Coding Agents with Environment Interaction: A Theoretical Perspective
This work provides a theoretical foundation for understanding and improving coding agents' interaction with execution environments, which is significant for researchers and developers working on automated software development.
This paper theoretically investigates the environment-interaction strategies of coding agents, focusing on code selection and generation conditioned on feedback. It proves that fuzzy functional similarity estimators strictly dominate functional equivalence in signal-to-noise ratio for code selection and derives a novel regret bound for backprompting, showing its effectiveness is limited by task description ambiguity.

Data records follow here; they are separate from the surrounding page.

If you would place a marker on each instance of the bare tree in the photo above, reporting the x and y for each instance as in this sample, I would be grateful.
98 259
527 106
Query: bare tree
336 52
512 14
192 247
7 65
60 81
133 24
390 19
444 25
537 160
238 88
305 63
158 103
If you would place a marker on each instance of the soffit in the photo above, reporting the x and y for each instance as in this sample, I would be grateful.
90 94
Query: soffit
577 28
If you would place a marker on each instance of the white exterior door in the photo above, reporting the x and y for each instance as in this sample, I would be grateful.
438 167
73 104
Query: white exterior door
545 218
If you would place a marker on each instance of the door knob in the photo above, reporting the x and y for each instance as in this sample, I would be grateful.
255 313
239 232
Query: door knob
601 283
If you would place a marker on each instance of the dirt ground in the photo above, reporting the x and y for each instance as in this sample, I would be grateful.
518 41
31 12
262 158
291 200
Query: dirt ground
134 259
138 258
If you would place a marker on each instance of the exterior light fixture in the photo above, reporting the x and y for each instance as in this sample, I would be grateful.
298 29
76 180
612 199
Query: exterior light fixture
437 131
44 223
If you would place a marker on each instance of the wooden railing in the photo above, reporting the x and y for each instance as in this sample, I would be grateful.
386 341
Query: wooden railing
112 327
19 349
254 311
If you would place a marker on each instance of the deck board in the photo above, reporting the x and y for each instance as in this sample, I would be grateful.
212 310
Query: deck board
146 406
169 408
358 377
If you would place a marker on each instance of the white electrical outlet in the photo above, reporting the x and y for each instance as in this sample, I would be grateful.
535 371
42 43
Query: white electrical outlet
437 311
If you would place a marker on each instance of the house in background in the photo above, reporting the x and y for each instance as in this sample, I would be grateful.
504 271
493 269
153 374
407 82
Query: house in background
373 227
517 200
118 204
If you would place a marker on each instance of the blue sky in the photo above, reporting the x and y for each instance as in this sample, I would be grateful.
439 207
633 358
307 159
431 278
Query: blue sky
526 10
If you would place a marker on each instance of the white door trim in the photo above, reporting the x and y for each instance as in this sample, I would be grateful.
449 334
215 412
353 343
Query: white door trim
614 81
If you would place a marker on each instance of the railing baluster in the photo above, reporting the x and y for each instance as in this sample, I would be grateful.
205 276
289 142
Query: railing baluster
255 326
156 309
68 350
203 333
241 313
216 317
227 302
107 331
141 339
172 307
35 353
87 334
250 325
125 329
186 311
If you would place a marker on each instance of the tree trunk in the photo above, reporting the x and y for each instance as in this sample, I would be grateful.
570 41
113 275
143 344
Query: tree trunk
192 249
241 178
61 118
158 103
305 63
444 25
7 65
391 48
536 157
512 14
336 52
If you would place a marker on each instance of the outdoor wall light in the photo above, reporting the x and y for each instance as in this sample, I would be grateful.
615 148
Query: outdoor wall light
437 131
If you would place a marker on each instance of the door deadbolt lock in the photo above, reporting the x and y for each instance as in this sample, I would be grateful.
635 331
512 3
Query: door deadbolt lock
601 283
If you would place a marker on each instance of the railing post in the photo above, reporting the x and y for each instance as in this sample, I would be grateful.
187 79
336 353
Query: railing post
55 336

Coding agents are increasingly utilized in test-driven software development, yet the theoretical mechanisms behind their environment-interaction strategies remain underexplored. We provide a probabilistic framework for two dominant paradigms: code selection after generation using the execution environment, and code generation conditioned on environment feedback. First, we formalize several well-established selection heuristics as environment-aware estimators of code correctness. We theoretically prove that estimators based on fuzzy functional similarity add an inductive bias and strictly dominate estimators based on functional equivalence in terms of signal-to-noise ratio. Second, we frame backprompting as an in-context approximation of Thompson sampling. We derive a novel regret bound for reward functions with unobservable components, theoretically explaining why the effectiveness of backprompting is limited by the ambiguity of the informal task description (an irreducible regret). Using three state-of-the-art open weight models, we corroborate these findings across BigCodeBenchHard, LeetCodeDataset, and QiskitHumanEvalSim. Our formalization also suggests how to improve task descriptions effectively, leading to a new benchmark, QiskitHumanEvalSimX.